Introduction Whilst the contribution of socio-economic factors to geographical variation in asthma is well documented, there has been less consideration of the role of natural environments. Greening urban areas may alleviate air pollutant impacts, yet may also increase allergenic pollen emissions; natural environments may influence ambient particulate matter (PM) components. Method An ecological analysis of 760,000 asthma emergency hospitalisations in England (1997-2012) regressed population standardised small area admission rates (n = 32,000) against period mean NO2/PM10 exposure, natural environment measures, and interactions between them, adjusting for area deprivation and large area region (n = 9). Results Unadjusted models showed higher NO2/PM10 was associated with more admissions, and higher greenspace with fewer admissions.

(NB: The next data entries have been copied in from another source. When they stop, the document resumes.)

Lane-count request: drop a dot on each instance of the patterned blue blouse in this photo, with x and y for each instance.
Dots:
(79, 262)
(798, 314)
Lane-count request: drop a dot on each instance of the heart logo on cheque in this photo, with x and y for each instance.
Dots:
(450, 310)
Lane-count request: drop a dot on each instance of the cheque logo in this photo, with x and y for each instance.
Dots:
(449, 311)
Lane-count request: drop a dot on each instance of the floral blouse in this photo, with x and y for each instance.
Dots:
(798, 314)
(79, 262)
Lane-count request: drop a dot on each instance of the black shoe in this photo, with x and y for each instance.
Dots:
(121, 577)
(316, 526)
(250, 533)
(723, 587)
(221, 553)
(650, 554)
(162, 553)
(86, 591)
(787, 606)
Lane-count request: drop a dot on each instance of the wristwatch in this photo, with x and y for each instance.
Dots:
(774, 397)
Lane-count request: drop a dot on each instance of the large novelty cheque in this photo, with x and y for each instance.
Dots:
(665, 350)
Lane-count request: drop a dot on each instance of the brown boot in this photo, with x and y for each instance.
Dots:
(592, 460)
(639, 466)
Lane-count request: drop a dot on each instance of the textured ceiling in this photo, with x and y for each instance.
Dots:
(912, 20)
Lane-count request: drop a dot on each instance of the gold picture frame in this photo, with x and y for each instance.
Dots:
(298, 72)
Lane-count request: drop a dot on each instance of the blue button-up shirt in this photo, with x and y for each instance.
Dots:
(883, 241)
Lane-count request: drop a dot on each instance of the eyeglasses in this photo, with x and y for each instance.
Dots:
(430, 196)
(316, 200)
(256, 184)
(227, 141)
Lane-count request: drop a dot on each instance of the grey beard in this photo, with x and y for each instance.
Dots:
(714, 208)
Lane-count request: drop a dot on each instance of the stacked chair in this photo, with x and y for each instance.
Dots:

Adjusted and interacted models of pollutants with natural environments showed, for example, higher greenspace was significantly associated with fewer admissions when NO2 was held constant at the 10th percentile (+1% greenspace = -0.0015 log admissions per 100,000 (95% -0.0018, -.0011)), but not at the 90th. Further, the rate of increased admission with increased air pollution was substantially greater 0-1 km from the coast. Supplementary analysis showed vegetation type was important. For example, lower admissions were associated with greater broadleaf coverage and the effect was greater at low NO2, whilst arable was associated with increased admissions at high NO2, and reduced admissions at low NO2. Conclusions Residential area exposures to natural environments have significant associations with local rates of hospitalisation, and interact with long-term mean pollutant exposures. We speculate that the mechanisms involved may include salutogenic exposure to nature; effects of allergenic pollen and the potential for protein nitration to enhance allergenicity; the potential for greenspace to absorb air pollutants; sea source salt component in PM.